OpenAI strikes a deal with the FT and is sued again for copyright infringement

This is not the first time that the publishing world has complained about the behaviour of big tech. The New York Times is also currently in dispute with OpenAI over copyright infringement. The arguments are pretty much identical to those expressed by Arden Global Capital this week.

There is a commonly held view, unsurprisingly, that legal proceedings are being initiated by the New York Times and Arden Global Capital to force favourable settlement terms from OpenAI and Microsoft on the licensed use of its content.

After all, OpenAI did agree a deal with the Financial Times, just last week. Within the press release, FT Group CEO John Ridding, used the deal to underline the quality of its journalism and editorial copy, but critically also acknowledged the key commercial implications too: “It’s right, of course, that AI platforms pay publishers for the use of their material. OpenAI understands the importance of transparency, attribution, and compensation.”

While OpenAI did not reciprocate their need to compensate publishers (why would they?), actions do speak louder than words. Its deal with the FT is not unique – it has come to a similar understanding with Associated Press, French newspaper Le Monde, the El Pais owner Prisa Media and German publisher Axel Springer, owners of titles including Politico, Bild and Business Insider, too. (I hadn’t appreciated so many deals had been completed until I read this rather excellent article in the Guardian last Saturday, so referencing my source).

Reporting around the Axel Springer deal by the FT, stated that the deal with OpenAI would be worth “tens of millions of Euros a year.” It also “reflects much of what the industry has been puzzling over all year: how to value content archives that can stretch back for decades while creating an income stream from new journalism.”

We’ve been consulting with AI expert and consultant, Andrew Bruce Smith, Founder of Escherman, for the past few months to help us with our own AI integration. Andrew sums up the latest course of litigation rather well. “The fact OpenAI has agreed to pay some publishers for use of their content, proves they believe they should pay “something” – the question is how much? Therefore, if OpenAI is using litigation to control its costs, there will likely be a limit to how far they push legal proceedings before they discuss a settlement.”

As is often the case, the commercial argument is taking precedent over the ethical one. Determining whether OpenAI and other big tech companies have contravened copyright law is complicated business, however. Andrew has also drawn my attention to a quote from Professor Ethan Mollick from his book, Co-Intelligence: Living and Working with AI.

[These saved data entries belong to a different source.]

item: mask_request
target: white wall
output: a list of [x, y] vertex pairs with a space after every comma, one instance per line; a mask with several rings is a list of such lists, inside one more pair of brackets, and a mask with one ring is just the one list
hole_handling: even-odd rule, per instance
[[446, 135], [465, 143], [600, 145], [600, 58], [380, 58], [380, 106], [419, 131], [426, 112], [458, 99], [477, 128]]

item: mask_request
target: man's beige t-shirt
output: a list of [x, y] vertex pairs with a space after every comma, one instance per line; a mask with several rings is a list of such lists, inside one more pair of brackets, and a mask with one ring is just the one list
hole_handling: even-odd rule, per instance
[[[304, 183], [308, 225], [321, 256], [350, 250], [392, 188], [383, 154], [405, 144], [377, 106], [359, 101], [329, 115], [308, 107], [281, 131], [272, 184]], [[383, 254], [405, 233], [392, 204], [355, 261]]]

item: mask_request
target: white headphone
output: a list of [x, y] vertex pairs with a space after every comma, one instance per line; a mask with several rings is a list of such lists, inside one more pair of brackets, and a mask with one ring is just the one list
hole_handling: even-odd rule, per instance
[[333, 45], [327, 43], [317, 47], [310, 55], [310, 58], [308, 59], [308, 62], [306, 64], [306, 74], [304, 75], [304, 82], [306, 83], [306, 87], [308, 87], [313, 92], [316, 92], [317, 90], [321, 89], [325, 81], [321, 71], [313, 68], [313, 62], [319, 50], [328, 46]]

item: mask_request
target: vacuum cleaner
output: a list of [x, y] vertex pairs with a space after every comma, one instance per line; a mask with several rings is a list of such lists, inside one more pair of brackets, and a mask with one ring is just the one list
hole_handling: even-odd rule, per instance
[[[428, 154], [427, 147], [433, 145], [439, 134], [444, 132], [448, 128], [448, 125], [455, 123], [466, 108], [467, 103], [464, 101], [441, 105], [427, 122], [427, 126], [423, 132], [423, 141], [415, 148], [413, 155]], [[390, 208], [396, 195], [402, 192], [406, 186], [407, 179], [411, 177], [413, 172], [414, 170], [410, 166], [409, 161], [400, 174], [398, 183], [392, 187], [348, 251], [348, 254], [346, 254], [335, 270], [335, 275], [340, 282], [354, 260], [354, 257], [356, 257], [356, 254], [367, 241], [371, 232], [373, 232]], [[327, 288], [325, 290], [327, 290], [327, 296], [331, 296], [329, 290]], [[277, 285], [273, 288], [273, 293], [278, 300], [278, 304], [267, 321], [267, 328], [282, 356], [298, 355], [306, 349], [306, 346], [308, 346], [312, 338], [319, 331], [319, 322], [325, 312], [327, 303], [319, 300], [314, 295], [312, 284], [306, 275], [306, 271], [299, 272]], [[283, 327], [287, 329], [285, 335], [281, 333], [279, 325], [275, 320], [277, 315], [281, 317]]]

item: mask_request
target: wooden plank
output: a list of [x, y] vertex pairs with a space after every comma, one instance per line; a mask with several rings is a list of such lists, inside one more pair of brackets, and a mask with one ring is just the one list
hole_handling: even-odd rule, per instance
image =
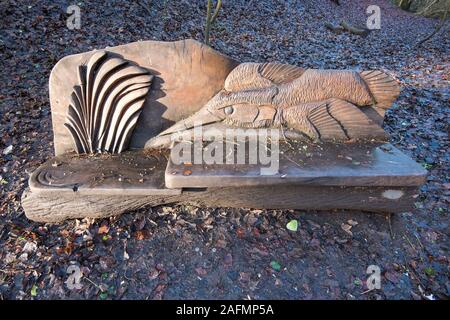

“…it is likely that most AI training data contains copyrighted information, like books used without permission, whether by accident or on purpose. The legal implications of this are still unclear. Since the data is used to create weights, and not directly copied into AI systems, some experts consider it to be outside standard copyright law. In the coming years, these issues are likely to be resolved by courts and legal systems, but they create a cloud of uncertainty, both ethically and legally, over this early stage of AI training.”

I can’t help feeling that with so much interest, and so much money being generated by the promise of generative AI, there will be sufficient compensation for all parties to agree a constructive way forward eventually. AI needs high quality original content, and publishers need new lucrative sources of revenue.

It just looks like the lawyers will have the most to gain in the immediate term while the value of the content is decided.